Say you have an array for which the ith element is the price of a given stock on day i.
Design an algorithm to find the maximum profit. You may complete at most two transactions.
Note:
You may not engage in multiple transactions at the same time (ie, you must sell the stock before you buy again).
Analysis:
You may not engage in multiple transactions at the same time (ie, you must sell the stock before you buy again).
Just needs to calculate a vector, whose value at index i means the maximum profit from buying and selling once until the index. Also, it can hold the maximum profit from buying and selling from i+1 to end. Loop the array twice will get the vector.

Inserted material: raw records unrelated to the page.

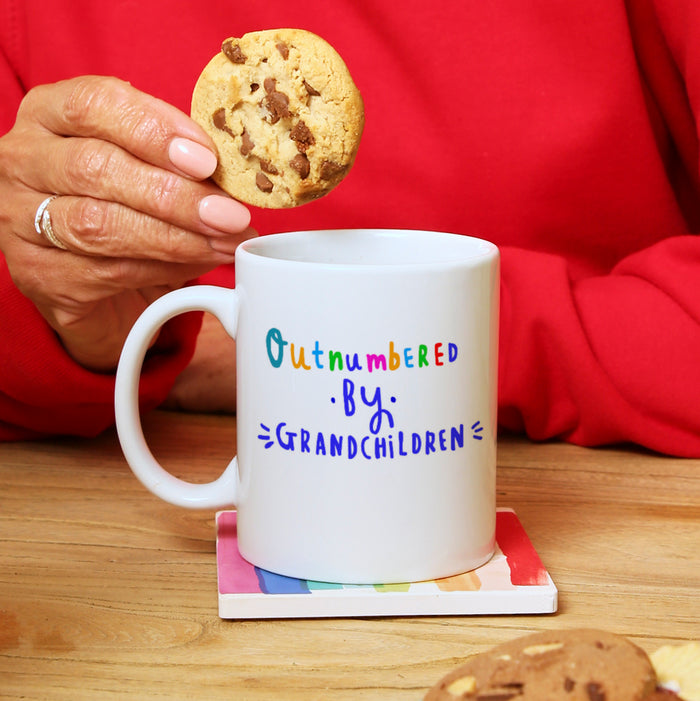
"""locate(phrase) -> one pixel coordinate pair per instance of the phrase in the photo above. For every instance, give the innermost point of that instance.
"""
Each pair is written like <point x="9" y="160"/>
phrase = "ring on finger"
<point x="42" y="223"/>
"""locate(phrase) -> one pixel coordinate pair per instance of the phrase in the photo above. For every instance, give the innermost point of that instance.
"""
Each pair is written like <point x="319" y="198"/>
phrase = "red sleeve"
<point x="43" y="392"/>
<point x="616" y="358"/>
<point x="606" y="360"/>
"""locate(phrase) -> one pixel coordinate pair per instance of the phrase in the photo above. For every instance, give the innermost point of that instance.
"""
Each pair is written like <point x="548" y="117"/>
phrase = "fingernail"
<point x="192" y="158"/>
<point x="224" y="214"/>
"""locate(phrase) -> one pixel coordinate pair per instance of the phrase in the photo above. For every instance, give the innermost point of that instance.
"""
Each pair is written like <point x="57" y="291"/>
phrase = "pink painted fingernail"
<point x="224" y="214"/>
<point x="192" y="158"/>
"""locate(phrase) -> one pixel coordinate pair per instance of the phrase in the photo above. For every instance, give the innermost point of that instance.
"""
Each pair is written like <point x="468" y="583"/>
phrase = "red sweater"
<point x="565" y="132"/>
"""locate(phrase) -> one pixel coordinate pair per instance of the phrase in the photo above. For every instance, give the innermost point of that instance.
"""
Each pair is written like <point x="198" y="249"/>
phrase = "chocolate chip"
<point x="263" y="183"/>
<point x="504" y="692"/>
<point x="283" y="49"/>
<point x="595" y="691"/>
<point x="300" y="163"/>
<point x="247" y="144"/>
<point x="233" y="52"/>
<point x="268" y="167"/>
<point x="276" y="103"/>
<point x="219" y="121"/>
<point x="301" y="134"/>
<point x="310" y="90"/>
<point x="329" y="170"/>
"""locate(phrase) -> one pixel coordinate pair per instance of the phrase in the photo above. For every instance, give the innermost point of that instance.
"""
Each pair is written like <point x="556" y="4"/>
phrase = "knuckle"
<point x="87" y="98"/>
<point x="90" y="163"/>
<point x="88" y="221"/>
<point x="165" y="192"/>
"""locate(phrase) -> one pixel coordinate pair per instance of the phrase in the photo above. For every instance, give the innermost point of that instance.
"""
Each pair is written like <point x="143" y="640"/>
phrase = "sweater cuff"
<point x="43" y="391"/>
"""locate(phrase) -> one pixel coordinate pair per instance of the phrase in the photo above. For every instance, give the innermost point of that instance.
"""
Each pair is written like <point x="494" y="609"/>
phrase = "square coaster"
<point x="513" y="581"/>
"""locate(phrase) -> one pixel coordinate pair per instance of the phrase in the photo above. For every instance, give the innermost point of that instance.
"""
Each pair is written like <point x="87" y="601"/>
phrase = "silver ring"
<point x="42" y="223"/>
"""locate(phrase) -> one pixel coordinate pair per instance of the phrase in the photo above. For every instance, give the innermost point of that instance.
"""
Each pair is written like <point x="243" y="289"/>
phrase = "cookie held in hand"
<point x="580" y="665"/>
<point x="284" y="113"/>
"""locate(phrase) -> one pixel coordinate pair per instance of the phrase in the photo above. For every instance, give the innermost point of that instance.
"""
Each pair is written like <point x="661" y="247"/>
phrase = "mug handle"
<point x="223" y="304"/>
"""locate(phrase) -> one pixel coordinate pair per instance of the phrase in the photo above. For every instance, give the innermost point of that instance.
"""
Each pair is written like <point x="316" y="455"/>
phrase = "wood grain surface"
<point x="108" y="593"/>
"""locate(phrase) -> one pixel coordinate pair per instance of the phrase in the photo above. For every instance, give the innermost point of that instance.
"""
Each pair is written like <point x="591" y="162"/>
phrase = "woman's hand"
<point x="132" y="211"/>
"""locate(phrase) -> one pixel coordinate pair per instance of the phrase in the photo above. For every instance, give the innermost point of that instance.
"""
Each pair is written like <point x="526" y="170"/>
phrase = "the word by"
<point x="302" y="358"/>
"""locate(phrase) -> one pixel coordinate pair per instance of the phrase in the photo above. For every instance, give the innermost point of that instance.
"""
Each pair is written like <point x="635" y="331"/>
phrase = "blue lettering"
<point x="286" y="443"/>
<point x="275" y="336"/>
<point x="457" y="437"/>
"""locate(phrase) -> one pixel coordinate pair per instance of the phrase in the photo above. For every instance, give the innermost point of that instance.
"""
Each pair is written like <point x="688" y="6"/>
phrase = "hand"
<point x="208" y="384"/>
<point x="134" y="212"/>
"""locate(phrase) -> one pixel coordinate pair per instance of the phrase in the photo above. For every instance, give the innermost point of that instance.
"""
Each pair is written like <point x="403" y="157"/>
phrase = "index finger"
<point x="110" y="109"/>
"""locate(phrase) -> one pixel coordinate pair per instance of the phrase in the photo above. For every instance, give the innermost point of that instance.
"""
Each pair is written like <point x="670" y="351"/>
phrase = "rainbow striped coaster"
<point x="513" y="581"/>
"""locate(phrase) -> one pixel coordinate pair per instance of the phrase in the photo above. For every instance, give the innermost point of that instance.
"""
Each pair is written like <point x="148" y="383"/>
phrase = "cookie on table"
<point x="284" y="113"/>
<point x="580" y="665"/>
<point x="678" y="666"/>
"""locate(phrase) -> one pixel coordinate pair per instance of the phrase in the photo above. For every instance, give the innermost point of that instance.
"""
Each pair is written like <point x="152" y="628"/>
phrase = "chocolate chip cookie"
<point x="580" y="665"/>
<point x="284" y="113"/>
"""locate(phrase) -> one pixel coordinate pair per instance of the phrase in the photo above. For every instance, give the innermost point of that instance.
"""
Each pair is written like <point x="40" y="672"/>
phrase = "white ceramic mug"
<point x="366" y="403"/>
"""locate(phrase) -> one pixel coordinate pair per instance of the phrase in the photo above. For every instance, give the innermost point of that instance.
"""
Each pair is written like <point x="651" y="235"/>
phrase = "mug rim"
<point x="456" y="249"/>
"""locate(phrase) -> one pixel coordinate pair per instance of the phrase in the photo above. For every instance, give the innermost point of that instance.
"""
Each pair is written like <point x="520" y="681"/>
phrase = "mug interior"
<point x="370" y="247"/>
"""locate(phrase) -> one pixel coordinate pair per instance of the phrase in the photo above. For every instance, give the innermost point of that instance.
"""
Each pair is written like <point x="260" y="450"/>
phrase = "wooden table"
<point x="107" y="593"/>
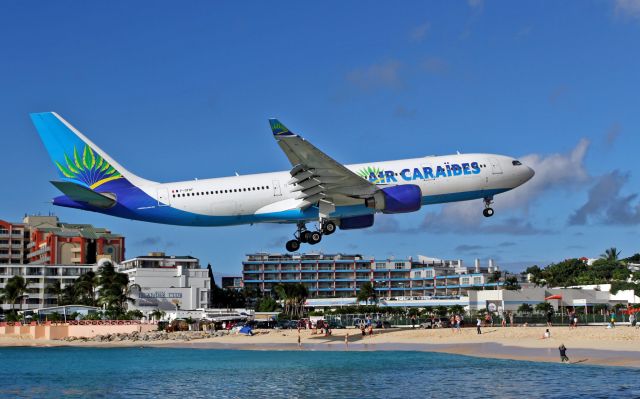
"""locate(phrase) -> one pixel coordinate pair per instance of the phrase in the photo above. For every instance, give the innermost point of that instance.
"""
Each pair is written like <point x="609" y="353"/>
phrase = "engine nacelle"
<point x="356" y="222"/>
<point x="396" y="199"/>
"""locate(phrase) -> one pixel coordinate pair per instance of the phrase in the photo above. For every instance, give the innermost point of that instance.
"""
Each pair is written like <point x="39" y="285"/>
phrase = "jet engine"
<point x="396" y="199"/>
<point x="356" y="222"/>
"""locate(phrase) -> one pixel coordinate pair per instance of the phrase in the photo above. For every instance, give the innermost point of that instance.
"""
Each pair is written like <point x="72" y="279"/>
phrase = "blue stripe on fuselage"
<point x="137" y="205"/>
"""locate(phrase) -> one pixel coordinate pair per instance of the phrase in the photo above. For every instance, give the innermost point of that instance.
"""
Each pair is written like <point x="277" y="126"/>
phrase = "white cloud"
<point x="553" y="172"/>
<point x="435" y="65"/>
<point x="477" y="4"/>
<point x="418" y="33"/>
<point x="612" y="134"/>
<point x="606" y="203"/>
<point x="628" y="8"/>
<point x="384" y="74"/>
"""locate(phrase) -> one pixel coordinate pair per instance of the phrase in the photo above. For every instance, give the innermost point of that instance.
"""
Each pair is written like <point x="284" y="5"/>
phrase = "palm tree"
<point x="525" y="308"/>
<point x="543" y="307"/>
<point x="157" y="314"/>
<point x="367" y="292"/>
<point x="114" y="288"/>
<point x="611" y="254"/>
<point x="14" y="290"/>
<point x="85" y="288"/>
<point x="55" y="288"/>
<point x="456" y="309"/>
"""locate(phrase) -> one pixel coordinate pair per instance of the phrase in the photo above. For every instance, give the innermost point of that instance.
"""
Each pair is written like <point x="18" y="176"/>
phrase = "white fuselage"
<point x="267" y="197"/>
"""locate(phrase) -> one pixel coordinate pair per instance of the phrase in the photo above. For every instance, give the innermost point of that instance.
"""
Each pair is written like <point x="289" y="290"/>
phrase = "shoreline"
<point x="590" y="345"/>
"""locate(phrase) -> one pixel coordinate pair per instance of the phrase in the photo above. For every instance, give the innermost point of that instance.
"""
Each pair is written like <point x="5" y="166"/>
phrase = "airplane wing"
<point x="317" y="176"/>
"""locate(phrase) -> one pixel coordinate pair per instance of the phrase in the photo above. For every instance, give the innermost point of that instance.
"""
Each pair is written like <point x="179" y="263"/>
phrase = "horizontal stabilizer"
<point x="80" y="193"/>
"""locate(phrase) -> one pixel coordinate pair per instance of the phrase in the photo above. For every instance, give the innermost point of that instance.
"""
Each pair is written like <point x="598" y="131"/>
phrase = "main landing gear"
<point x="488" y="210"/>
<point x="327" y="227"/>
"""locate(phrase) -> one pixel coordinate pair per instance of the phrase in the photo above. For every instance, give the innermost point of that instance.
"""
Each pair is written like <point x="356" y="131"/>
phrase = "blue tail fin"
<point x="76" y="158"/>
<point x="279" y="129"/>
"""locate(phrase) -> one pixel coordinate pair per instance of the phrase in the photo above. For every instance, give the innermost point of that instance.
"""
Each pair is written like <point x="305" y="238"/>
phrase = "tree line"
<point x="608" y="269"/>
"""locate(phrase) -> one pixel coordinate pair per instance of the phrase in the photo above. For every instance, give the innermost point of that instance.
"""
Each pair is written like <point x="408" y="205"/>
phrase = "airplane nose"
<point x="529" y="173"/>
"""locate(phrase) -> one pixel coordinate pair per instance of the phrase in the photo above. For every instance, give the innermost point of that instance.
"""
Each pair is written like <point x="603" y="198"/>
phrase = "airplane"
<point x="317" y="189"/>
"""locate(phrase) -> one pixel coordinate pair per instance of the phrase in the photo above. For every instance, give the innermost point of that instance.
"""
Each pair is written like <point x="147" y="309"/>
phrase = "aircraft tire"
<point x="304" y="236"/>
<point x="315" y="237"/>
<point x="293" y="245"/>
<point x="488" y="212"/>
<point x="328" y="228"/>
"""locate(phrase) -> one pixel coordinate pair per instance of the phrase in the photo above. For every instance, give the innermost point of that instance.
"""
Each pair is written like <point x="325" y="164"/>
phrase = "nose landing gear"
<point x="306" y="236"/>
<point x="302" y="235"/>
<point x="488" y="210"/>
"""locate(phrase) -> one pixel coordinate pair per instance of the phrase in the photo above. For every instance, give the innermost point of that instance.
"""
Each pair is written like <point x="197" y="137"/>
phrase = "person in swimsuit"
<point x="563" y="353"/>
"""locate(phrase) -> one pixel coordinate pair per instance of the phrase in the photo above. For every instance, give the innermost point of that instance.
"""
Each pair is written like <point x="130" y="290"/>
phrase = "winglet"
<point x="279" y="129"/>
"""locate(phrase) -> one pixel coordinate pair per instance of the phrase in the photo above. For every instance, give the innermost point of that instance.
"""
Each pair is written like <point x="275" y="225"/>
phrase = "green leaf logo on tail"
<point x="90" y="169"/>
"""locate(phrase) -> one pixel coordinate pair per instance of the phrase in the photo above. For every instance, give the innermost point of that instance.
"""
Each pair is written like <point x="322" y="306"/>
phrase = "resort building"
<point x="342" y="276"/>
<point x="67" y="243"/>
<point x="169" y="283"/>
<point x="39" y="277"/>
<point x="44" y="240"/>
<point x="232" y="282"/>
<point x="14" y="238"/>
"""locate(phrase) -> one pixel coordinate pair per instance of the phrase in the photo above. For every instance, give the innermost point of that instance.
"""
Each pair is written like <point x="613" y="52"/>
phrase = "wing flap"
<point x="316" y="175"/>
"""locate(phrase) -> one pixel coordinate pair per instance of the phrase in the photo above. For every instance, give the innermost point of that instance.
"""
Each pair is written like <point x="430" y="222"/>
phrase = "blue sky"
<point x="179" y="90"/>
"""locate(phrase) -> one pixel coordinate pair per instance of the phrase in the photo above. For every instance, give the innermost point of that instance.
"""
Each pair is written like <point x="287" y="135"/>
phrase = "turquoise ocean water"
<point x="202" y="373"/>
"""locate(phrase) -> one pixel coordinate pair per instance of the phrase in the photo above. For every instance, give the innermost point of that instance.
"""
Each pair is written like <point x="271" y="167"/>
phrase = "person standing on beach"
<point x="563" y="353"/>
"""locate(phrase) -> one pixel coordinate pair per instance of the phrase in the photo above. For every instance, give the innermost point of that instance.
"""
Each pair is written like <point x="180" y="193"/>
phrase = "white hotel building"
<point x="167" y="283"/>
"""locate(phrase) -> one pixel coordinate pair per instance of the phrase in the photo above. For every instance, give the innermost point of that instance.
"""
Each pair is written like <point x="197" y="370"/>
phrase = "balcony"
<point x="40" y="251"/>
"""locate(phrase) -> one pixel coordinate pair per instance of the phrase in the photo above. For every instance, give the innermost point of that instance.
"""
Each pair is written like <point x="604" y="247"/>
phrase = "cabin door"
<point x="277" y="192"/>
<point x="163" y="197"/>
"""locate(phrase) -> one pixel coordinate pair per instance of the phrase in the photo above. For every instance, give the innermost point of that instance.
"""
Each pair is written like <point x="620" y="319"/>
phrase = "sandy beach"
<point x="590" y="345"/>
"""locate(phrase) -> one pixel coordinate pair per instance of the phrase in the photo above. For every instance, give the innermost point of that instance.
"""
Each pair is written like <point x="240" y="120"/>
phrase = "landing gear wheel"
<point x="488" y="212"/>
<point x="305" y="236"/>
<point x="293" y="245"/>
<point x="315" y="237"/>
<point x="328" y="228"/>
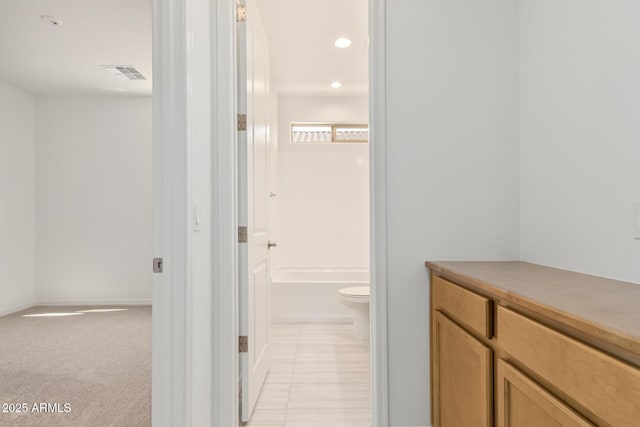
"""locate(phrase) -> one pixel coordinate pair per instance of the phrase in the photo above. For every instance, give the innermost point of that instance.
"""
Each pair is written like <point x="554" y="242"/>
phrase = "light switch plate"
<point x="636" y="220"/>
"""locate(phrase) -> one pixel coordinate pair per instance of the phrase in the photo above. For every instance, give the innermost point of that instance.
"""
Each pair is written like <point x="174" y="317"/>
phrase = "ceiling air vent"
<point x="124" y="72"/>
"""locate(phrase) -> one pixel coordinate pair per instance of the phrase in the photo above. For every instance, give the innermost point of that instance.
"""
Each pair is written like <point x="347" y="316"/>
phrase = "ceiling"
<point x="302" y="54"/>
<point x="44" y="59"/>
<point x="67" y="59"/>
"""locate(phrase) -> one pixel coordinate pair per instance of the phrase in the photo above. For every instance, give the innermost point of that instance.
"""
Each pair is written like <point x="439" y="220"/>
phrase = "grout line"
<point x="293" y="368"/>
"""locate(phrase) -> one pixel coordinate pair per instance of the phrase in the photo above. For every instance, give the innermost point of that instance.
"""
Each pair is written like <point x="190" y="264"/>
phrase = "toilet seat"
<point x="357" y="298"/>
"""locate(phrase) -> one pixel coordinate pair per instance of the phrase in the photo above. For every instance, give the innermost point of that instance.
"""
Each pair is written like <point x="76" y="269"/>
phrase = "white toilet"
<point x="357" y="299"/>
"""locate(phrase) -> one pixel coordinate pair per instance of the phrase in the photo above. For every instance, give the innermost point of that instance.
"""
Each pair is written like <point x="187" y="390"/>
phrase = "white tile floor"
<point x="319" y="377"/>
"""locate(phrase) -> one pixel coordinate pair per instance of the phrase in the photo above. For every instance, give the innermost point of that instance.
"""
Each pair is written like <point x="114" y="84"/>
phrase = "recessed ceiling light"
<point x="342" y="42"/>
<point x="52" y="20"/>
<point x="51" y="314"/>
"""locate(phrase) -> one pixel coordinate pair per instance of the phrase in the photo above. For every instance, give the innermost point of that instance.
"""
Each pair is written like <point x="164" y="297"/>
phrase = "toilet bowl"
<point x="357" y="298"/>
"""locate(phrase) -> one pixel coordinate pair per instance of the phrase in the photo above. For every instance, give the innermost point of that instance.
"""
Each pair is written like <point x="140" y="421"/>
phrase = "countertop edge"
<point x="615" y="338"/>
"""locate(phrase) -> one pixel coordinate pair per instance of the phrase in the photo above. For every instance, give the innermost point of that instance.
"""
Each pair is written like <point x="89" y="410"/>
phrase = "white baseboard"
<point x="11" y="310"/>
<point x="312" y="319"/>
<point x="95" y="302"/>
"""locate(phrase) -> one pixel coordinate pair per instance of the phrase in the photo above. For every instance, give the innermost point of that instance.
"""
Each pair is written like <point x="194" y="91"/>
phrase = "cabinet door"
<point x="462" y="377"/>
<point x="523" y="403"/>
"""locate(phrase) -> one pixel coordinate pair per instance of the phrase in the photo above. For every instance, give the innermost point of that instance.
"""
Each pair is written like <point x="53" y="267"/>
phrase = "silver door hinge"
<point x="242" y="122"/>
<point x="242" y="234"/>
<point x="241" y="12"/>
<point x="157" y="265"/>
<point x="244" y="343"/>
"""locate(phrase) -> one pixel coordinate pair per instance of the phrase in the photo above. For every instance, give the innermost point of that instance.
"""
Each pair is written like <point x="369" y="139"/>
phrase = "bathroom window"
<point x="304" y="133"/>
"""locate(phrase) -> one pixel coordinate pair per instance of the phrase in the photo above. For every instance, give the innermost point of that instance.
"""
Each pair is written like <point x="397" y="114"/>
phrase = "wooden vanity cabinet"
<point x="462" y="375"/>
<point x="502" y="358"/>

You might be asked why can't you loop from the beginning firstly and from the end secondly in the following code.
class Solution {
public:
int maxProfit(vector<int>& prices) {
int len = prices.size();
if(1 >= len) return 0;
vector<int> profit(len, 0);
int sell = prices[len-1];
for(int i=len-2;i>=0;i--)
{
int diff = sell - prices[i];
profit[i] = max(profit[i+1], diff);
if(diff<0) sell = prices[i];
}
int buy = prices[0];
for(int i=1;i<len;i++)
{
int diff = prices[i] - buy;
profit[i] = max(profit[i-1], profit[i] + diff);
if(diff < 0) buy = prices[i];
}
return profit[len-1];
}
};